There really isn't a right answer here. Social Security was certainly a much better deal during the Great Recession, but it wasn't for a couple decades prior. Will Social Security be a better deal than the stock market in the next few decades? I don't know, and neither do you. Yet it's unquestionable that Social Security is extremely low risk* while the stock market is much higher risk. I don't think it's worth it to subject the retirement security of the entire country to that level of risk. Others might beg to differ. Perhaps rich individuals can tolerate a higher amount of risk because they have so much money and are working fun white collar jobs that they don't want to retire from anyway.


*Social Security is so safe for retirees that benefits are automatically adjusted for inflation. Inflation protected benefits in the private market are basically prohibitively expensive for the vast majority of workers. The private market cannot protect against the risk of inflation as well as the federal government.


Update (3/3/14): I realized quite some time after publishing this post that this post cedes the terms of the debate to Social Security privatizers. My argument essentially was "no, the stock market isn't guaranteed to provide better returns." But that misses the point entirely; as I wrote here, the rate of return matters very little in comparison to the pooling of risk. Social Security privatizers want individual retirement accounts, where risk is not pooled. Even if we could somehow guarantee 7% returns on the stock market indefinitely it wouldn't be worth it because the savings from effectively pooling risk more than compensate the decrease in returns (if any). Social Security's strength is not the rate of return--it's the fact that risk is pooled over the entire country. Even if Social Security got worse returns than the stock market, those worse returns are more than compensated by the fact that risk is pooled over the entire country, rather than each person having to fend for themselves. Read that post for far more information on that point.

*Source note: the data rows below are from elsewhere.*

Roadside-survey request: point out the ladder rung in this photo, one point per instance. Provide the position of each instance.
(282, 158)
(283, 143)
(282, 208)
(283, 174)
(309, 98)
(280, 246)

Of course, as I wrote here, extremely wealthy people don't care about pooling risk because they have no need to; they are so wealthy that their risk of outliving their individual savings is zero. Since they don't have to worry about risk, rate of return is the primary concern. Privatization of Social Security is thus incredibly self-serving. Obviously, what makes most sense for the retirement account of a wealthy financier is certainly not what makes sense for the retirement accounts of people who are not millionaires.